Kenya is the most “open” market in East Africa. It has volume that is attractive to international investment. It is a gateway to Uganda and Rwanda. On average there is between $130 and $180 per ton margin build up through the fertilizer distribution channel in Kenya. It is multi-layered. The whole issue of crop-specific fertilizers is of interest to many to increase food security and farmer return on investment. Importantly, it is also at a significant point for those in the value chain to differentiate services.
- Toyota, in its diversification strategy to introduce a new blending plant, engaged AFAP develop its strategy
- AFAP assisted Toyota to build capacity of nationals’ staff and to engage the community.
- Toyota has set up research and learning facilities with Moi University and the University of Eldoret. JICA supported this, supplying laboratory equipment to allow analysis of soils and fertilizer collaborative research programs were set up under the guidance of IFDC initially.

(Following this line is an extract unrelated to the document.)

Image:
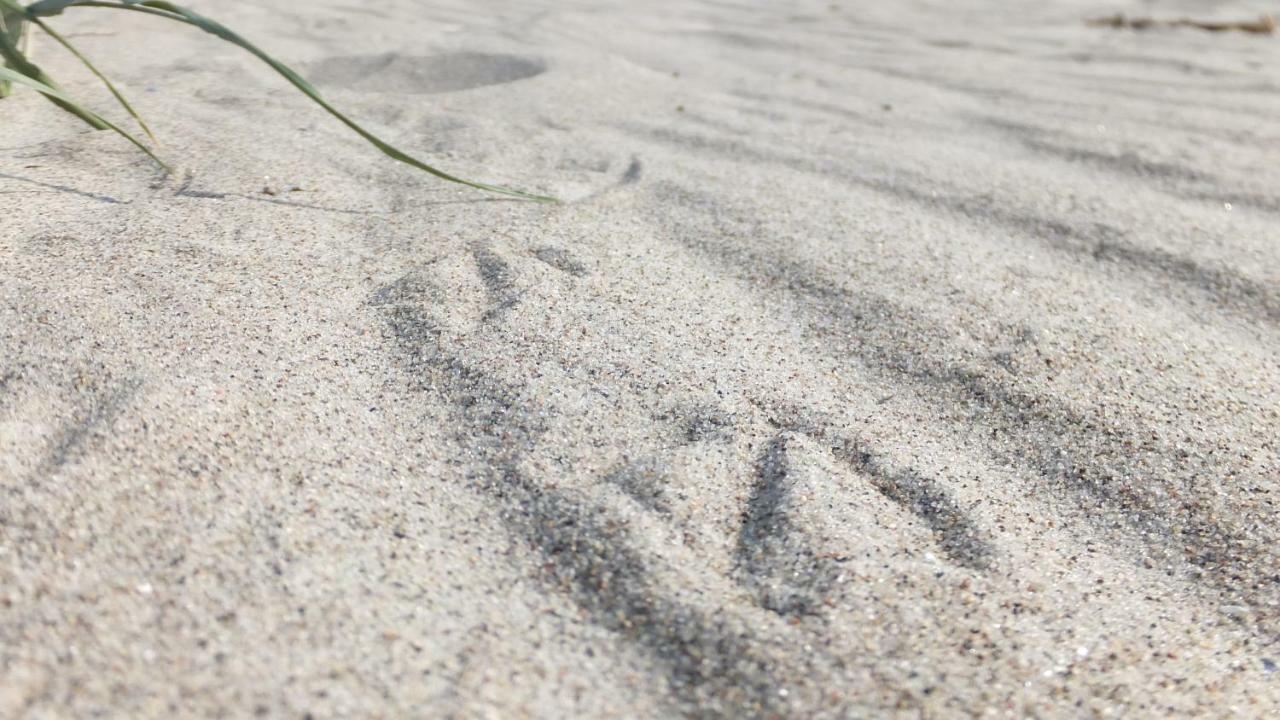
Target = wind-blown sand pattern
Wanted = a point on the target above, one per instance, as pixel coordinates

The universities will do new product development and research suitable for high supervision.
- Toyota to would lever its extensive vehicle and farm machinery distribution network.
- AFAP, IFDC and IPNI worked well as a team to provide assistance to Toyota.
- AFAP “program managed” the implementation – weekly meetings with all parties.
- Toyota engaged 20 field staff comprising agronomists and other relevant specialists, and in 2017 will largely do all the trial development with technical guidance from IFDC.
- OCP had identified Kenya as an entry point in East Africa. In 2013/14, IFDC and AFAP helped develop its market entry strategy.
OCP established offices in Nairobi in 2016 with a staff component of nine people. It has plans to build a blending plant after the government of Kenya accepted blends.
OCP put these plans on hold when the Kenyan Bureau of Standards (KEBS) chose to review the cadmium levels in imported phosphates from 30 ppm cadmium (Cd) to 17 ppm Cd, which would have excluded OCP product.
AFAP was requested to provide evidence on impact of such a policy shift, AFAP presented information on latest science on Cd in Europe showing no adverse effect with Cd levels in OCP fertilizer. It also provided information showing pineapple contamination in 2006 came from contaminated zinc sulfate from China – not OCP fertilizer as was claimed.
OCP has signed a deal with the Rwandan government to build a blending plant in Rwanda. AFAP has provided technical support in the design and needs of the plant.
In Kenya the following is of relevance:
- Three international companies invested in country.
- Increased competition from new entrants. Estimates from both SABIC and Toyota suggest a reduction in wholesale prices of $15 per ton across at least 400,000 tons imported (excluding fertilizer for tea production). Toyota believes this is being passed onto most growers as the shape of the distribution channel changes. This is $6 million to all farmers. This is the first outcome in establishing a competitive market. One can expect that most farmers will have an increase in return on investment over the next couple of years and increase in fertilizer usage as return on investment rises. This to be tracked at farmer level to observe the impact of price reduction to productivity and return on investment.
- There is an increase in capacity building activities in the fertilizer value chain – all suppliers launched their own agronomic sales teams and Toyota is even supporting building capacity at university level.
- All entrants are looking for competitive positioning.
- ETG would also like to leverage their agronomic expertise within their South African subsidiary Kynoch, which was recently bought by ETG, and which has large number of qualified agronomists.
- The development in Kenya is being looked at by most East African countries and the progress is rapid. According to the AFAP country manager in Tanzania and the chairman of the Tanzanian Fertilizer Regulatory Authority (TFRA), the government will change its regulations within the first quarter of 2017 to encourage international companies to make investments in Tanzania in the sector. Both OCP and Toyota are interested in gaining access to the Tanzania market if these changes are affected.
- The AFAP cadmium report has been used to support change in Rwanda and Tanzania.
- Toyota is also exploring opportunities in West Africa.